AMES, Iowa - An Iowa State University biologist is sounding the alarm for the painted turtle, one of many reptiles for which climate change could prove particularly threatening.
Fluctuations in temperature driven by climate change could devastate a range of species for which sex is determined by temperature during critical stages of development, according to recently published research led by Nicole Valenzuela, a professor of ecology, evolution and organismal biology. Rising temperatures, along with wider oscillations in temperature, could disrupt the ratio of males to females in painted turtle populations and threaten the survival of the species, Valenzuela said. The research was published Tuesday in the peer-reviewed journal Scientific Reports.
Painted turtles undergo temperature-dependent sex determination while developing inside the egg. Eggs exposed to warmer temperatures tend to produce females, while cooler temperatures tend to produce males, Valenzuela said. Numerous turtle species - as well as crocodilians, some lizards and the tuatara - undergo temperature-dependent sex determination. And increasing average temperatures combined with stronger thermal fluctuations that result from climate change could lead to drastic shifts in the demographics of those species, she said, eventually leading to population collapse and possibly extinction.
Valenzuela and her coauthors exposed eggs from Iowa to temperatures recorded in nests from three different painted turtle populations in Iowa, Nebraska and Canada from which the proportion of males and females was also recorded. Valenzuela said that allowed the experiments to compare the responses of multiple painted turtle populations, which revealed that not all populations exhibit the same sensitivity to temperature.
Valenzuela's previous studies exposed turtle eggs to constant temperatures in a laboratory to gauge the impact on sex determination, finding that an increase of about 4 degrees Celsius can mean the difference between a nest that produces only males and a nest that produces only females. But those experiments failed to account for the fluctuations nests encounter in the wild. Follow up studies with the simplest possible fluctuations (cycles of 12 hours 5 degrees Celsius above and 12 hours of 5 degrees Celsius below those constant values) caused sex reversal, or the process of some eggs producing males despite warmer average temperatures. Valenzuela hoped that if similar fluctuations caused sex reversal in natural nests, it could counter the effect of warmer temperature averages, alleviating the effects of climate change.

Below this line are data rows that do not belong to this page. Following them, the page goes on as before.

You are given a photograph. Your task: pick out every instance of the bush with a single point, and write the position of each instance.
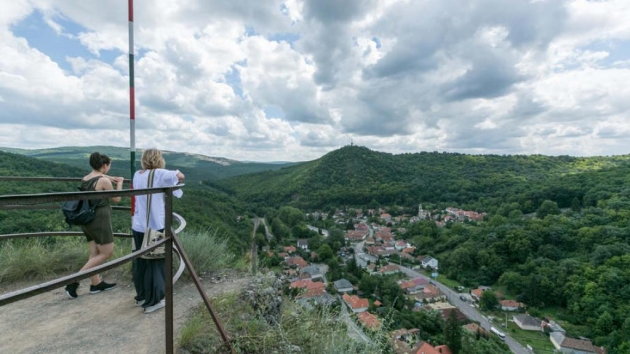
(207, 251)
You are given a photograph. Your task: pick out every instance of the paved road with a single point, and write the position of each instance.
(453, 298)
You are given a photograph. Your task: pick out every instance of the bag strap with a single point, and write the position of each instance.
(150, 185)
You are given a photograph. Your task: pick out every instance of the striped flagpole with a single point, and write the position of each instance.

Valenzuela's most recent experiments found this not to be the case, however. In a lab experiment that exposed eggs to temperature fluctuations mimicking conditions found in nature, and to conditions in which the oscillations were exaggerated to mimic climate change scenarios, the researchers discovered the trend still points toward nests producing a high proportion of females. The research showed that cooler temperature profiles that would tend to produce males trended toward females when the temperature fluctuations intensified. Embryos from warmer profiles, on the other hand, remained female or died when the fluctuations intensified.
"If what we found is generalizable to other species with temperature-dependent sex determination, this is bad news," she said. "If an average increase in temperature is accompanied by greater variance, we'll see populations becoming unisexual faster than anticipated. The greater oscillations add to the effect of just higher average temperature."
Valenzuela said a loss of habitat and exploitation has already left many turtles vulnerable to extinction, and climate change only adds to the peril these species face.
"The whole message here is the potential effects climate change can have on these species and the importance of our findings for conservation," she said. "Turtles are the most vulnerable group of vertebrates, and many use temperature-dependent sex determination."